In La Guajira, Colombia, the Wayuu tribe represents the 45% of the population and produces art worth exporting
The Wayuus economy depends mostly on the grazing of sheep and cows, agriculture, and in the weaving of colourful backpacks, bags, and hammocks. The weaving of these bags, or “Mochilas”, which are famous among tourists and Colombians, is not only an economic source for the tribe but also one of the most significant aspects of the Wayuu culture. The tradition of weaving these bags comes from a legend that says a spider taught women how to weave creative drawings into the Wayuu Bags.
Even though La Guajira is 3,603 miles away, Yenny Suarez and her husband, Diego Aragon, decided to bring Wayuu art and culture to Calgary when they opened their online store, LatinTouch, in 2016: “We want help the indigenous tribes by providing them work”, Suarez says.
In the past, Suarez used to sell Colombian products in Calgary, but her husband thought selling Wayuu hand-made art would be a better idea because of its variety of colours and designs, which he always liked.
According to the Wayuu Tribe website, each Wayuu mother teaches her daughter how to weave and crochet to keep the tradition alive because weaving is a symbol of wisdom, intelligence, and creativity. Each bag is handcrafted in different colours, and each takes about 20 and 25 days to make.
According to Suarez, the backpack’s base can be woven in only one colour or in different tones, and after the base is made, the bag strap is made to combine with the backpack hues. Each design is unique to the weaver and tells a story through the bag’s colours, shapes, and patterns.
Even though Suarez and Aragon didn’t have a direct relationship with the Wayuus, through different friends and people they got in contact with Ricardo, the son of a Wayuu woman who weaves backpacks in La Guajira. “They’re very happy to make a business with us,” Suarez explains. “They’re aware their products go to Canada because we told them since the beginning.”

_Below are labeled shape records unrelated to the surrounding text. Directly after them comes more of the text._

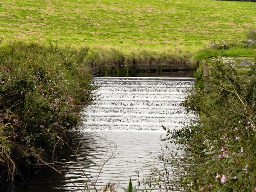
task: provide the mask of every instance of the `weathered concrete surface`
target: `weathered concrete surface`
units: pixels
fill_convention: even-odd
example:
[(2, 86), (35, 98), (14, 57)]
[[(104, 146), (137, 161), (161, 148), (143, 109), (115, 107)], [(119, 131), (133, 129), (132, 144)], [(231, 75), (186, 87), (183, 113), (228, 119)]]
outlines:
[(181, 61), (173, 62), (165, 62), (163, 63), (157, 63), (155, 62), (148, 62), (143, 64), (126, 64), (125, 65), (122, 64), (113, 65), (101, 65), (93, 63), (89, 63), (86, 66), (86, 70), (92, 74), (99, 72), (103, 68), (110, 69), (113, 67), (122, 67), (125, 66), (128, 68), (133, 69), (139, 69), (140, 70), (148, 70), (161, 69), (177, 69), (178, 70), (192, 69), (190, 63), (188, 62)]
[(252, 57), (217, 57), (210, 58), (200, 62), (199, 64), (202, 66), (204, 76), (207, 76), (207, 69), (210, 66), (211, 63), (220, 62), (231, 64), (239, 70), (247, 70), (250, 65), (256, 62), (256, 58)]

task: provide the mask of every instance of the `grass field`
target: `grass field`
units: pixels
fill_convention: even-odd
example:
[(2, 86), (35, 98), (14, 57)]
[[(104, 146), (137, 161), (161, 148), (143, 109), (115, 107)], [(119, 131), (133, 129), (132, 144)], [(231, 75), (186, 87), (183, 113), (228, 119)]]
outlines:
[(209, 0), (4, 0), (0, 37), (79, 47), (196, 51), (242, 39), (256, 4)]

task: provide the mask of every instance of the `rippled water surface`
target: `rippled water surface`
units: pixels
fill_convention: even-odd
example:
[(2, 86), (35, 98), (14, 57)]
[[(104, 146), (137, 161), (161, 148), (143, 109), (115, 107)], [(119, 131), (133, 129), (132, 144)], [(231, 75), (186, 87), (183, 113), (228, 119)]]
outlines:
[(94, 81), (101, 85), (97, 93), (100, 95), (94, 105), (81, 113), (81, 132), (72, 144), (77, 156), (67, 150), (70, 155), (61, 160), (66, 164), (59, 167), (62, 174), (50, 169), (40, 171), (18, 182), (16, 191), (83, 191), (85, 181), (94, 180), (99, 175), (98, 189), (110, 181), (127, 188), (131, 177), (138, 187), (154, 168), (162, 166), (158, 158), (160, 138), (165, 134), (162, 126), (178, 129), (195, 118), (186, 114), (180, 105), (193, 85), (192, 79), (96, 78)]

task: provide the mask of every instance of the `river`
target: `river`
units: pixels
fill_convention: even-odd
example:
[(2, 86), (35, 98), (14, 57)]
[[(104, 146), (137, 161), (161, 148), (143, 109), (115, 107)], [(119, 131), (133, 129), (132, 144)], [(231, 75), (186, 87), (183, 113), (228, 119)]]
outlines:
[[(116, 190), (123, 191), (122, 188), (128, 187), (130, 178), (136, 188), (143, 189), (150, 173), (163, 168), (159, 156), (168, 155), (160, 139), (166, 134), (162, 126), (179, 129), (196, 118), (186, 114), (180, 104), (193, 86), (192, 78), (94, 80), (101, 86), (96, 93), (98, 99), (81, 113), (82, 124), (71, 144), (76, 154), (67, 150), (70, 155), (60, 160), (65, 164), (58, 167), (62, 174), (51, 169), (39, 170), (18, 182), (15, 191), (84, 191), (93, 188), (89, 181), (96, 180), (98, 190), (109, 182)], [(175, 173), (171, 179), (176, 180), (178, 170), (169, 168)]]

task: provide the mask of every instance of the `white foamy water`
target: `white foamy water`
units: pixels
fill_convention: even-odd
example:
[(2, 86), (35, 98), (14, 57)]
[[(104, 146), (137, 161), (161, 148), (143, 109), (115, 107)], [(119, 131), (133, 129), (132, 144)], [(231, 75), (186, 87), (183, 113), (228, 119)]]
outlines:
[[(96, 93), (100, 95), (95, 105), (81, 112), (81, 132), (72, 145), (77, 149), (77, 156), (67, 152), (70, 155), (61, 160), (66, 164), (61, 166), (62, 174), (52, 172), (46, 177), (40, 177), (42, 174), (37, 178), (32, 176), (28, 179), (25, 189), (20, 185), (18, 189), (22, 189), (16, 191), (84, 191), (85, 181), (94, 181), (98, 176), (98, 189), (109, 182), (127, 188), (130, 178), (134, 186), (142, 189), (142, 180), (154, 168), (163, 168), (158, 158), (161, 154), (160, 137), (164, 138), (166, 133), (162, 126), (179, 129), (196, 118), (186, 114), (180, 104), (187, 89), (193, 85), (193, 79), (94, 79), (95, 85), (100, 85)], [(164, 148), (165, 143), (162, 146)], [(178, 152), (183, 155), (183, 152)], [(178, 175), (178, 169), (169, 168), (174, 175)], [(174, 176), (172, 179), (178, 178)]]
[(195, 117), (181, 106), (190, 78), (96, 78), (96, 103), (85, 109), (82, 131), (162, 131), (177, 129)]

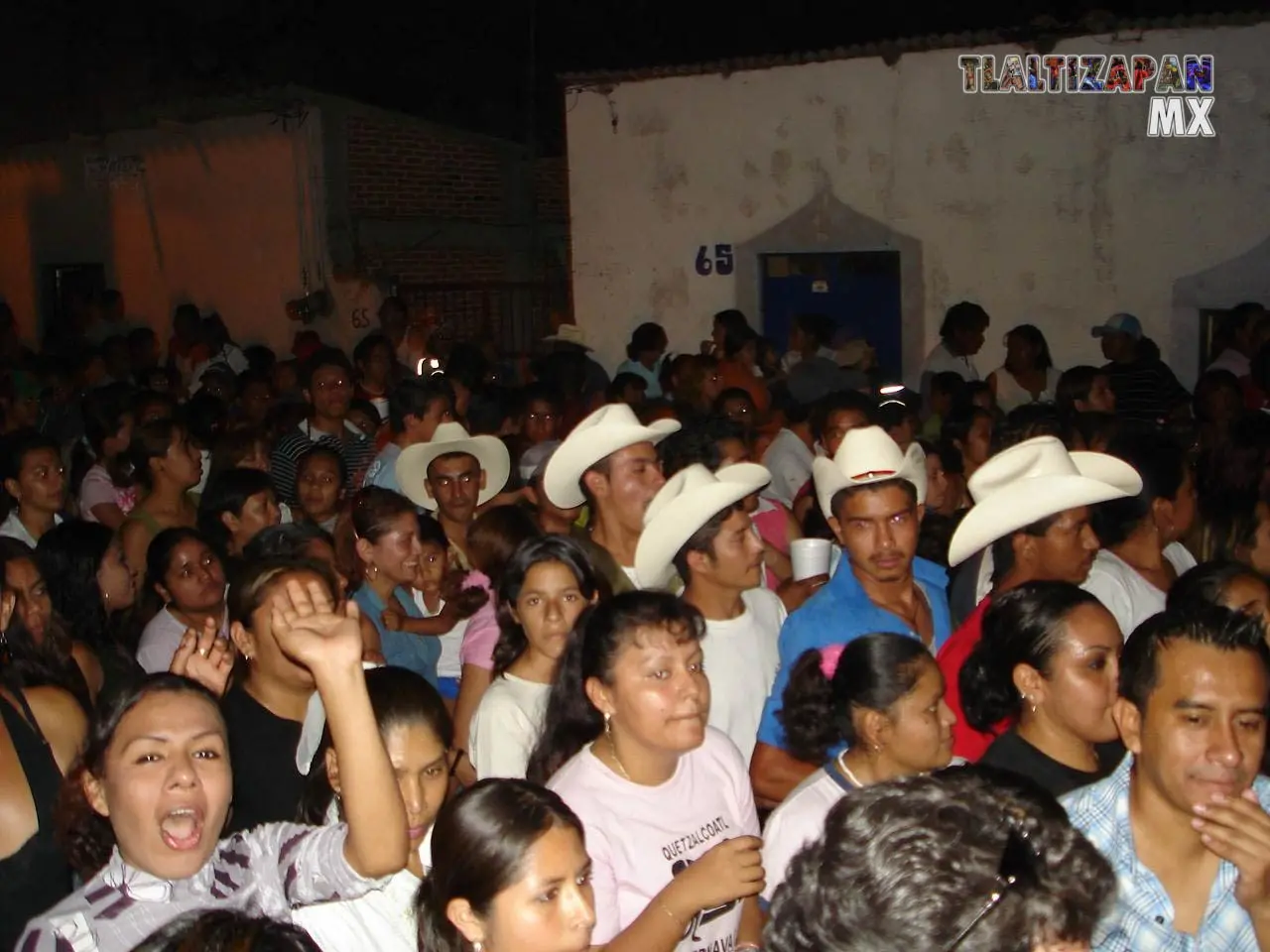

To get to Calgary, the Wayuu backpacks are sent from La Guajira to Bogota, the capital of Colombia, and then make their way to Canada. “Ricardo feels happy working with us because his products are exported,” Suarez says. Apart from backpacks and bags, the Wayuu women fabricate sandals, necklaces and other accessories. Suarez is planning to travel to La Guajira to meet the Wayuu women who weave these backpacks, and adds that Wayuu art has been successful in Calgary because it is something unique, handcrafted and indigenous-made.
Wayuu art has been successful in Calgary because it is something unique, handcrafted and indigenous-made
“This is a marvellous art. All the colours are striking and cheerful. I love it,” said Pilar Constanza Leiva Lerou, a Chilean woman who lives in Calgary.
Through their art, the Wayuu women expose their creativity and make a representation of the nature that surrounds their daily life, according to Colombian Paula Andrea Rivadeneira. Their garments and accessories have a high economic and cultural value that symbolize the Guajira Land. “Although they have to live in hard conditions, their art has become a medium to improve the quality of their lives. All lead by women”, Rivadeneira says.
In addition in helping to improve the lives of la Guajira, Suarez and Aragon decided to sponsor Hope in the dark, a Calgary-based non-profit organization which seeks to help single mothers who live in a poor area of Bucaramanga, Colombia. “Since the beginning, our mission has been to give and help the ones who need it the most”, Suarez explains. “With our company, we’re achieving it.”
In the long term, Suarez and Aragon are seeking to give a broader exposure of the Wayuu art all over Canada and to open their own stores with Wayuu backpacks and cork made accessories to reach different parts of the world.
“We want our country (Colombia) to be known for good things as well.”